If you were having a medical problem, you’d undoubtedly want to get the problem diagnosed so that you can see a specialist who can help resolve the problem. (No sense going to an Ear, Nose, & Throat doctor for a kidney problem.) If your car is having trouble, you want someone to tell you what’s wrong before deciding on the solution. (No sense getting new spark plugs if your timing belt is busted.) If you were planning a party, you’d want to know the details –occasion, theme, setting, number of attendees — before jumping into action and ordering the food. Everything we do requires some planning. So if you’re an author who is deciding on an agent, could I offer two simple suggestions for you to consider as you make your plans?
First, before deciding to sign with an agent, figure out who you are and what you need. What are your strengths? (That will help you talk with a potential agent about your future.) What are your weaknesses? (A good agent should assist you with those areas.) What are the opportunities you have? What are your goals? Specifically, what things would you like an agent to assist with — contracts? negotiations? editorial help? marketing? talking through your story? speaking? handling your career? Once you have some clarity as to what help you need, you’ll be better prepared to find the right agent.

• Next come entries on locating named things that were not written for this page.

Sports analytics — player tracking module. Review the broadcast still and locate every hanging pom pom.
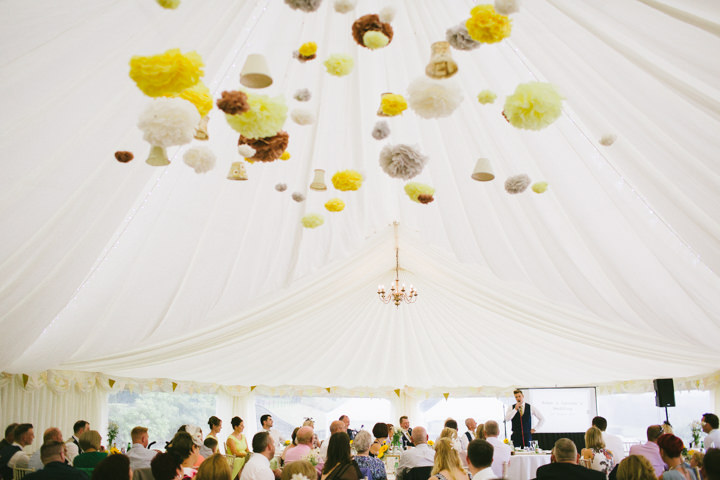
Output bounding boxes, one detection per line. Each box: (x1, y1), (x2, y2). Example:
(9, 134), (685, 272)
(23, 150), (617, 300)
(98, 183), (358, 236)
(183, 146), (215, 173)
(380, 144), (428, 180)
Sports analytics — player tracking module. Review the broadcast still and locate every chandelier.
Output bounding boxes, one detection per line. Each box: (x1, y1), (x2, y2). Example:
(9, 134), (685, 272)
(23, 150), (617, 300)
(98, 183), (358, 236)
(378, 222), (417, 307)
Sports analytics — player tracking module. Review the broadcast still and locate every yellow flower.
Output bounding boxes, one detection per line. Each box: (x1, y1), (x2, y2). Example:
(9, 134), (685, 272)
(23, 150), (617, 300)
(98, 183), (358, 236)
(130, 48), (204, 97)
(323, 53), (355, 77)
(363, 30), (390, 50)
(225, 92), (287, 138)
(325, 198), (345, 212)
(380, 93), (407, 117)
(503, 82), (562, 130)
(331, 170), (363, 192)
(478, 90), (497, 105)
(298, 42), (317, 57)
(465, 5), (512, 43)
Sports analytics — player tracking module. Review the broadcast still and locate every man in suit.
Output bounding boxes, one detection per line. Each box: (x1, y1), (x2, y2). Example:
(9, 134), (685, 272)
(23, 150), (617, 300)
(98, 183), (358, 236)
(536, 438), (605, 480)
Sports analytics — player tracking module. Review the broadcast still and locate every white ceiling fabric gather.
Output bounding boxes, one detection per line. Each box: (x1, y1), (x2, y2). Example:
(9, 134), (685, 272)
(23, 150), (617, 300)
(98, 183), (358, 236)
(0, 0), (720, 388)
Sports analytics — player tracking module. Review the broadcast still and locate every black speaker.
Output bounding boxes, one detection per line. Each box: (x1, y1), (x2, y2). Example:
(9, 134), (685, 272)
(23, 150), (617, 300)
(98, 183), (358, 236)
(653, 378), (675, 407)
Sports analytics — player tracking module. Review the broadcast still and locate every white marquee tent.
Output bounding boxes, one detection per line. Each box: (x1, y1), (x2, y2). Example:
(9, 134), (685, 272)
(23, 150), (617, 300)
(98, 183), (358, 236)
(0, 0), (720, 442)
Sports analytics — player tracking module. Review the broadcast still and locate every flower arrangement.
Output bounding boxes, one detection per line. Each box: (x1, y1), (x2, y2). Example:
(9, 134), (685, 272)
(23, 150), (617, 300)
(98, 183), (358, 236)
(465, 5), (512, 43)
(130, 48), (204, 97)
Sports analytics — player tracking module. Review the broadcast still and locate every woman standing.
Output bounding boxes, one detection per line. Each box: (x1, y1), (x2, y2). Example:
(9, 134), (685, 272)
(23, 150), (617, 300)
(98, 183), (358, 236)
(225, 417), (249, 478)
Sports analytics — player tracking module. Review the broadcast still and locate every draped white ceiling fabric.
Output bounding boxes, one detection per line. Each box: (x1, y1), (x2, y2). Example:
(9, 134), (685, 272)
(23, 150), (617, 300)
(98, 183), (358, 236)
(0, 0), (720, 389)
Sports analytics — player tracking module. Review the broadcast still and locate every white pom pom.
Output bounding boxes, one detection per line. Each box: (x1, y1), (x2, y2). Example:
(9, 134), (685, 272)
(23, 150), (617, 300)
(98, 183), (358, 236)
(238, 144), (255, 158)
(380, 144), (428, 180)
(183, 146), (215, 173)
(138, 97), (200, 147)
(600, 133), (617, 147)
(290, 108), (315, 125)
(408, 77), (463, 118)
(378, 5), (395, 23)
(495, 0), (520, 15)
(333, 0), (357, 13)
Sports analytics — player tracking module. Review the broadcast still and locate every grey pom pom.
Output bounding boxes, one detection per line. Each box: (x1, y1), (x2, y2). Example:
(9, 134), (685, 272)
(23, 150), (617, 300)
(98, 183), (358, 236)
(293, 88), (312, 102)
(445, 23), (480, 50)
(505, 173), (530, 195)
(380, 144), (428, 180)
(285, 0), (322, 12)
(372, 120), (390, 140)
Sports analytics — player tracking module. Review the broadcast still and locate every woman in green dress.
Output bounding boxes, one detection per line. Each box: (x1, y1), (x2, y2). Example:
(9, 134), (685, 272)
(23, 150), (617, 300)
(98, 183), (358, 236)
(225, 417), (249, 478)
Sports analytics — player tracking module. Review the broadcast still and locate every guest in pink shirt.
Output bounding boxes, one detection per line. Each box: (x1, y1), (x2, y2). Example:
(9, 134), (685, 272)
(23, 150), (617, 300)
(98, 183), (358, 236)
(630, 425), (666, 477)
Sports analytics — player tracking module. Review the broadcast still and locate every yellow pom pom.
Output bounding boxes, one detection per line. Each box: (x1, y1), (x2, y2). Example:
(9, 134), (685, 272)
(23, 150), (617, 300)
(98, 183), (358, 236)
(503, 82), (562, 130)
(298, 42), (317, 57)
(130, 48), (204, 97)
(169, 82), (213, 117)
(531, 182), (547, 193)
(332, 170), (362, 192)
(478, 90), (497, 105)
(363, 30), (390, 50)
(323, 53), (355, 77)
(380, 93), (407, 117)
(300, 213), (325, 228)
(465, 5), (512, 43)
(325, 198), (345, 212)
(225, 92), (287, 138)
(405, 182), (435, 203)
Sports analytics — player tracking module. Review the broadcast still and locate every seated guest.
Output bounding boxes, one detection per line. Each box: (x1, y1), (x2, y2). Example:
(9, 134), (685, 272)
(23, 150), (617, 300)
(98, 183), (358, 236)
(658, 433), (697, 480)
(616, 455), (657, 480)
(92, 454), (132, 480)
(73, 430), (107, 468)
(430, 437), (464, 480)
(28, 427), (63, 471)
(485, 420), (512, 478)
(630, 425), (665, 477)
(397, 427), (435, 476)
(581, 427), (615, 477)
(537, 438), (606, 480)
(24, 440), (88, 480)
(353, 430), (387, 480)
(240, 431), (278, 480)
(127, 427), (158, 470)
(467, 438), (496, 480)
(195, 454), (232, 480)
(322, 432), (362, 480)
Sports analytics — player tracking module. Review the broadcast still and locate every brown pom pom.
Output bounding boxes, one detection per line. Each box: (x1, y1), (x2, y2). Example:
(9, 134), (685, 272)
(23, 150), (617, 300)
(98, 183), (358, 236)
(238, 130), (290, 162)
(115, 152), (135, 163)
(353, 13), (393, 48)
(217, 90), (250, 115)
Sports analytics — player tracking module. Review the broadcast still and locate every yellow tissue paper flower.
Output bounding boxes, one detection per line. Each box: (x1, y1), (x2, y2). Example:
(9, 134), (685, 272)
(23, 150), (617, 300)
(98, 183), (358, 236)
(363, 30), (390, 50)
(478, 90), (497, 105)
(503, 82), (562, 130)
(300, 213), (325, 228)
(323, 53), (355, 77)
(531, 182), (547, 193)
(405, 182), (435, 203)
(298, 42), (317, 57)
(130, 48), (204, 97)
(331, 170), (362, 192)
(465, 5), (512, 43)
(169, 81), (213, 117)
(225, 92), (287, 138)
(325, 198), (345, 212)
(380, 93), (407, 117)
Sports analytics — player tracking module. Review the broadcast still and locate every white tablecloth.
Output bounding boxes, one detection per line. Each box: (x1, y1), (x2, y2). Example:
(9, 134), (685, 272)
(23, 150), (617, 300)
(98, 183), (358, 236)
(507, 454), (550, 480)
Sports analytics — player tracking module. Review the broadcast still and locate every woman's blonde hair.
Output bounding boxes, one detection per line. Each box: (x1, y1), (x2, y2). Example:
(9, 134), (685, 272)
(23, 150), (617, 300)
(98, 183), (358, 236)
(430, 438), (463, 476)
(195, 453), (232, 480)
(585, 426), (605, 449)
(617, 455), (657, 480)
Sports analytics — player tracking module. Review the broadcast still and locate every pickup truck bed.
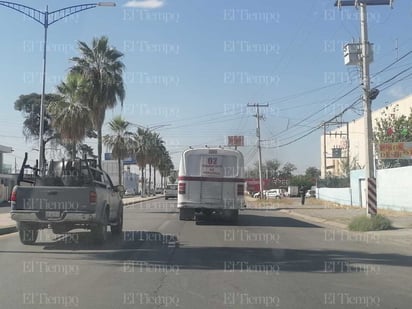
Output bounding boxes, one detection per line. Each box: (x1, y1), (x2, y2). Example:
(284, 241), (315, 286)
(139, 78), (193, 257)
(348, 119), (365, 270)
(10, 155), (124, 244)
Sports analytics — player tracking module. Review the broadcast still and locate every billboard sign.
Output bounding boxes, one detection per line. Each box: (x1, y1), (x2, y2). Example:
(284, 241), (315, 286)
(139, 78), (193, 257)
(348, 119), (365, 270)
(227, 135), (245, 146)
(378, 142), (412, 160)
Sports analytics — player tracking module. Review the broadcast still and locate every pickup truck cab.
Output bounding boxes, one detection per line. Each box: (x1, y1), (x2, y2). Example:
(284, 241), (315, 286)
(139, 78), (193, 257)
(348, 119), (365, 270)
(10, 154), (124, 244)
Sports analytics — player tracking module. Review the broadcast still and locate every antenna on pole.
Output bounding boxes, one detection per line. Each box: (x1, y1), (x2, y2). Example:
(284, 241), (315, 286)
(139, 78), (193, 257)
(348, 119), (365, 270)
(247, 103), (269, 198)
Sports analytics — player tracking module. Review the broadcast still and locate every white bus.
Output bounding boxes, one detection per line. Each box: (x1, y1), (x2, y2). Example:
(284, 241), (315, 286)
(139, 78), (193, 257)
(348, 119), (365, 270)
(177, 148), (245, 221)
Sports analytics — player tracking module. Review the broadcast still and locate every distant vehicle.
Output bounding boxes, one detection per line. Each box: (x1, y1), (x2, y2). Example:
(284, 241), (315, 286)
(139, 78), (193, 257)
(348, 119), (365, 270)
(177, 148), (245, 221)
(124, 188), (136, 196)
(253, 190), (268, 198)
(10, 153), (124, 245)
(306, 190), (316, 197)
(165, 184), (177, 200)
(155, 187), (164, 194)
(265, 189), (283, 199)
(287, 186), (299, 197)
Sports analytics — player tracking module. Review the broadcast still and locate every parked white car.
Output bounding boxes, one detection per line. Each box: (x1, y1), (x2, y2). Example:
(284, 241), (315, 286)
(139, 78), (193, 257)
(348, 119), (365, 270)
(265, 189), (283, 198)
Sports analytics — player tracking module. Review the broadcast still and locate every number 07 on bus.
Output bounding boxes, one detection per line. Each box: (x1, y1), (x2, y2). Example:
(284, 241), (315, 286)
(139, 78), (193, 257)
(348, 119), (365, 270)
(177, 148), (245, 221)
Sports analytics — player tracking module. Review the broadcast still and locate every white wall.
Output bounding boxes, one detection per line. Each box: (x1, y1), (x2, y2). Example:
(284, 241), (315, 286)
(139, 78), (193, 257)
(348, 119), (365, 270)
(318, 166), (412, 211)
(317, 188), (352, 205)
(376, 166), (412, 211)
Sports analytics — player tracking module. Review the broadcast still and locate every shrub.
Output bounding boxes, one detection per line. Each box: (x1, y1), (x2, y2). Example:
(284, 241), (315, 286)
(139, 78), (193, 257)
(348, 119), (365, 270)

Second, before saying “yes” to the first agent who offers you representation, find out what that particular agent brings to the relationship. Do his or her skills match up with your need? What do other writers have to say about his work? What do editors and publishers think of the agent? Take a look at the authors he or she represents. Look at the types of books he has contracted. Research the number of books she has represented, and the houses those books have landed at. You’re trying to find someone who is a good match for you, and who can help you with the things you deem most important.
Here’s a tip for interviewing an agent… When you go to meet him or her face to face, ask the prospective agent to talk about an author they’ve helped grow. Bring in some specific career questions to discuss. If you want, bring a royalty report and ask them to decipher it for you. Or bring a marketing plan and ask the individual to make comments and suggestions. Or bring in a chapter and ask the agent what, specifically, could be done to improve the writing. What works? What doesn’t? Getting some solid wisdom from an agent in an interview setting can help you see who might be a fit for you, and who may not be the person you want to work with.
I’ve found that most beginning authors tend to be a bit cowed by agents — even brand new agents who don’t have much experience, or crummy agents who give bland advice. Don’t be. If you’ve spent time figuring out who YOU are and what YOU need, that allows you the opportunity to interview the agent about who he or she is, and how they can best help you reach your goals.
Interviewing agents is a two-way street — the agent is looking for writers with good talent who are going to be successful, and the author is looking for a wise, experienced agent who is going to help move them forward. Be ready for the conversation to swing both ways by knowing who you are and what you need.